La boussole n'est pas seulement un ancêtre lointain de l'ordinateur. Elle a aussi, quoique bien malgré elle, joué un rôle décisif dans l'évolution des connaissances ayant conduit à la maîtrise du magnétisme et de l'électricité.
Voici l'un des moments décisifs de l'histoire de la science. La scène a quelque chose d'émouvant. Nous sommes en 1820, à Copenhague. Le physicien danois Christian Oersted est en train de démontrer en classe l'action colorifique d'un courant électrique sur un fil métallique. Il explique en d'autres termes le principe du grille-pain. Une boussole se trouvant par hasard sur sa table de démonstration, l'idée lui vient de la rapprocher du fil. Il constate alors 1) que l'aiguille de la boussole bouge quand le courant passe 2) qu'elle bouge dans un sens quand la boussole est placée en-dessous du fil et dans le sens opposé quand elle est placée au dessus. Il y a donc un champ magnétique au voisinage d'un courant. Oersted constata ensuite qu'on peut aussi modifier le sens de l'aiguille en changeant celui du courant. La prouesse que nous attendions tout à l'heure d'un créateur imaginaire: déterminer le sens d'un champ magnétique et écrire ainsi en binaire, un simple mortel peut donc l'accomplir en changeant le sens d'un courant.

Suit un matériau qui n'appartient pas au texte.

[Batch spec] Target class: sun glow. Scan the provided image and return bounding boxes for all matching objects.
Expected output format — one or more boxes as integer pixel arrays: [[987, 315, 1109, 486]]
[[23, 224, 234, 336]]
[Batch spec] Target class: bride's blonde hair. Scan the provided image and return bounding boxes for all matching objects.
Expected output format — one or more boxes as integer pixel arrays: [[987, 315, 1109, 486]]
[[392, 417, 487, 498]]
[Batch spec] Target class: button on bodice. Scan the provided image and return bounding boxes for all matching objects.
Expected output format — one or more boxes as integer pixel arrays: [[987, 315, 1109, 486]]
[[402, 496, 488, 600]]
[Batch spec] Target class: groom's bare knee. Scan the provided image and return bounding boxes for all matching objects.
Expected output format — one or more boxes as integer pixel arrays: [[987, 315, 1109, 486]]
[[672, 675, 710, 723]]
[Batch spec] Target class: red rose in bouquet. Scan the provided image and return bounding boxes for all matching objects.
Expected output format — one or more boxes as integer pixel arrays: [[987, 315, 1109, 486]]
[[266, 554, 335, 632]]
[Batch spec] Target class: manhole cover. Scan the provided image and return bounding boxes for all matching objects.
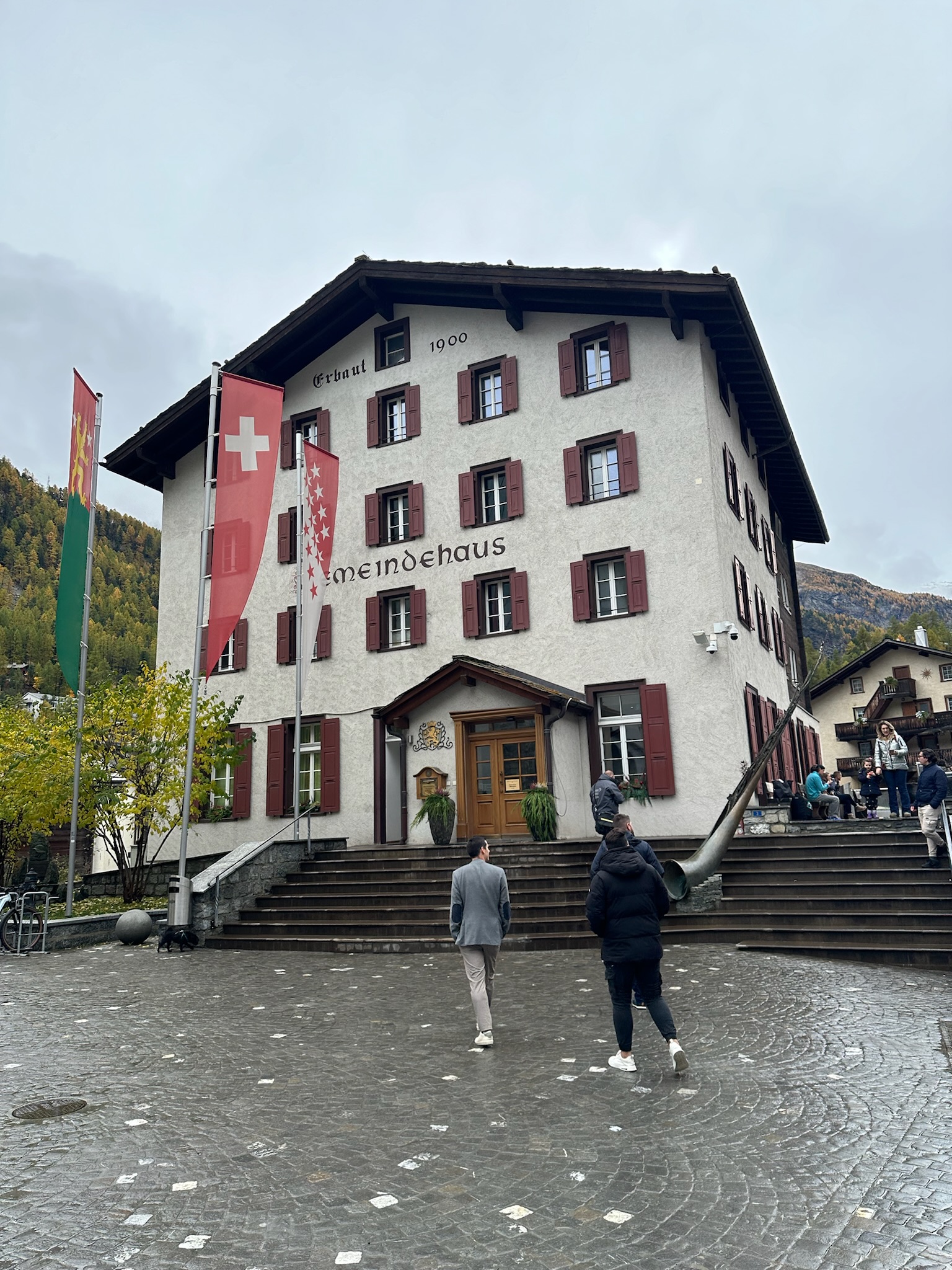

La terre toutefois, contrairement au fil de métal, qui perd son champ magnétique aussitôt que le courant le quitte, est magnétisée de façon permanente, ce qui en fait un élément de mémoire. Comment arriver artificiellement au même résultat? Dès 1820, le physicien français François Arago trouva la réponse à cette question. Il découvrit qu'en plaçant des bâtonnets d'acier à l'intérieur d'une bobine, on pouvait les magnétiser de façon permanente, dans un sens ou dans l'autre évidemment, suivant le sens du courant. En passant une série de barres d'acier à l'intérieur d'une bobine et en faisant varier à volonté le sens du courant dans cette dernière, on peut donc écrire et mettre en mémoire des messages en binaire. Arago certes poursuivait d'autres buts au moment où il fit sa découverte. Il n'empêche qu'il venait de découvrir la mémoire magnétique.